The safety level of the TTM becomes higher if the concrete compressive strength is improved. For example, when the concrete strength was improved from 20.8 MPa to 65.3 MPa, the safety factor of TTM was increased from 1.419 to 1.718.

(2)

The safety level of the TTM becomes higher if the shear span–depth ratio is increased.

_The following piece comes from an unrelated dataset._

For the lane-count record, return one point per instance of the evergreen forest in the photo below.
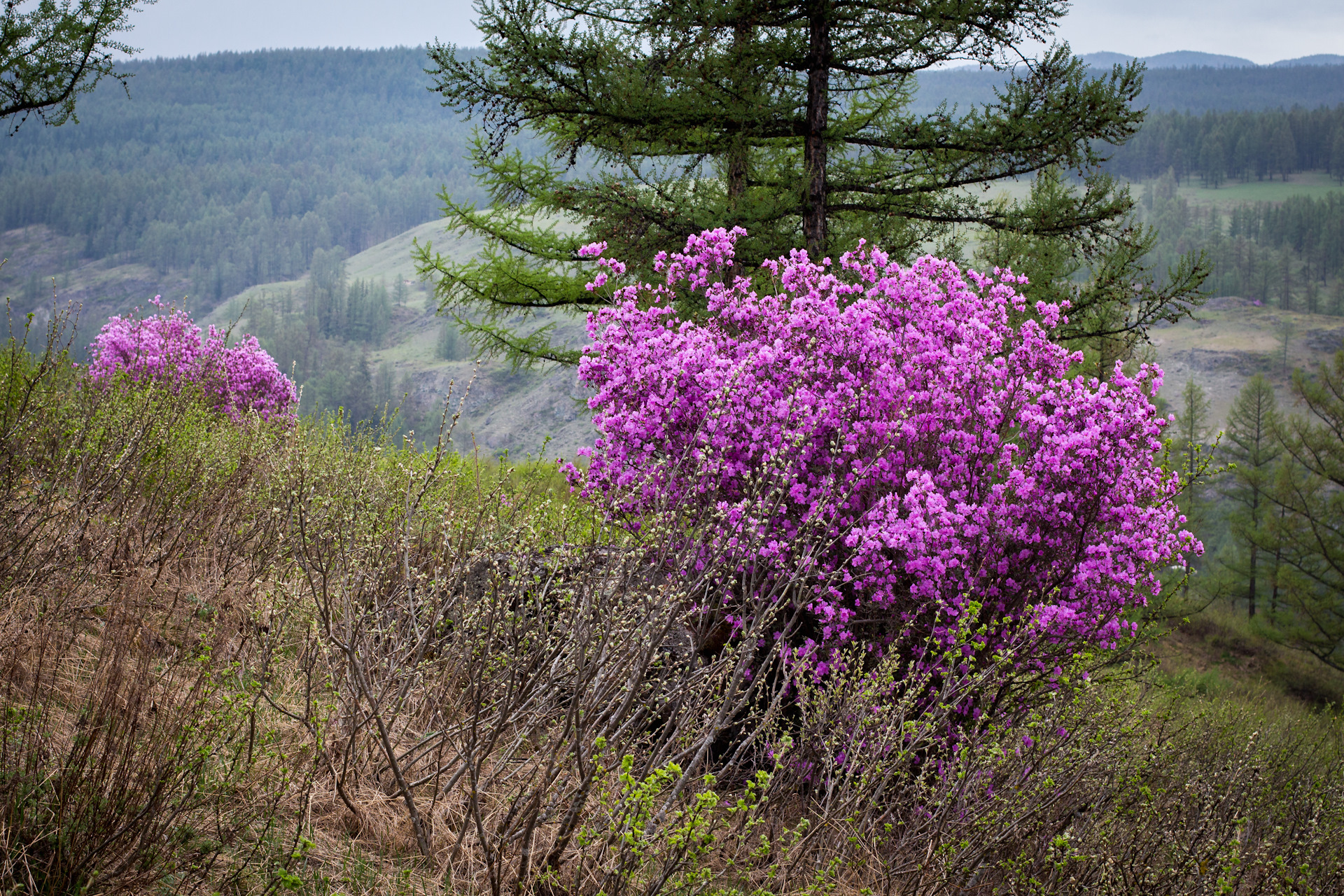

For example, when the shear span–depth ratio was increased from 0.25 to 0.67, the safety factor was increased from 1.414 to 1.859.

(3)

When using the TTM to design a corbel under a certain designed capacity, increasing the concrete strength or decreasing the shear span–depth ratio are both effective in reducing the crack width at the serviceability limit state.

(4)

The horizontal stirrups distributed in the up half of corbel′s section depth can be fully utilized for their yield strength.

(5)

Compared to GB 50010-2010, ACI 318-19, and EC 2, the predictions of CSA A23.3-04 for corbels are closer to the test values. The safety level of codes GB 50010-2010, ACI 318-19, and EC 2 is essentially the same. In addition, the SSTM and Russo STM are more accurate, and even the Russo method tends to overestimate the result.